中文摘要：

缓／控释药物制剂作为一种新药剂是药学研究的热点。本文对近年来超临界流体技术在缓／控释药物系统制备中的研究成果进行了回顾和总结，重点对以超临界流体为溶剂、无机介孔材料为载体制备缓／控释药物系统的方法进行了阐述和评价，内容包括：技术原理、工艺流程、主要影响因素、药效试验、与传统方法比较等。分析了各种工艺流程的优缺点，并指出超临界流体输运技术在缓／控释药物系统制备中所具有的优势。在此基础上，提出药物溶于超临界二氧化碳后所形成的超临界二氧化碳溶液在多孔材料纳米级孔道内的渗透、扩散以及表面物理化学吸附机理、在特定环境氛围下的控制释放机制、药物超临界溶液热力学模型以及制备过程动力学研究等是应该重点关注的理论问题。

英文摘要：

Among the research of new pharmaceutic dosage forms, controlled-release drug delivery system is a very important issue nowdays. In this field, processes using supercritical fluid technology are mostly ＂ clean＂ process leading to ＂ clean＂ products. Meanwhile, inorganic porous materials are emerging as a new category of host/guest systems due to some interesting features such as their biological stability and their drug-releasing properties. This review summarizes the applications of supereritical fluid transport technology in preparation of controlled-release drug delivery system in recent years and pays more attention on the method using supercritical fluid as the solvent and inorganic mesoporous materials as the support to prepare this controlled-release drug delivery system. The technical principle, development of technological process and the main influence factors are discussed here besides the drug release experiments and the comparison with the traditional methods. It shows clearly the advantages and disadvantages of various processes, and sums up the superiority of the supercritical transport technology in preparing controlled-release drug delivery system.

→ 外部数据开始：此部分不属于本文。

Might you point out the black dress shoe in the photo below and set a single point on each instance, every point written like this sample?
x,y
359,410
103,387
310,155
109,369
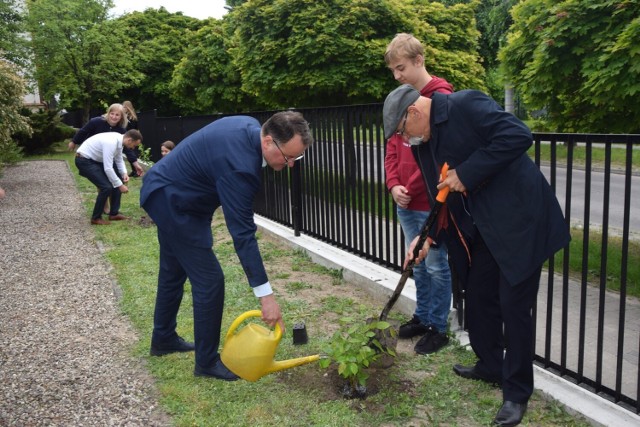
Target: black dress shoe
x,y
510,414
218,371
470,372
177,346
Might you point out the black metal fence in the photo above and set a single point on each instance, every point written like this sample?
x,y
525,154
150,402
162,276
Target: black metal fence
x,y
586,333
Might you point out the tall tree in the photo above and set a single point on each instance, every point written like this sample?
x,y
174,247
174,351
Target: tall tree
x,y
205,81
329,52
159,40
12,90
579,60
79,53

Although this technique has lots of advantages, as for the papers delivered at present, the research on supercritical fluid transport technology is just at its initial stage of development because there are so many factors influencing the experimental resuhs and these factors are sometimes link-coupled. It is still challenging to make the preparation controllable. It indicates that the diffusion and penetration of the supercritical carbon dioxide drug solution in porous materials, the surface chemical and physical adsorption mechanism should be focused on as well as the controlled drug release mechanism, thermodynamic model and process dynamic.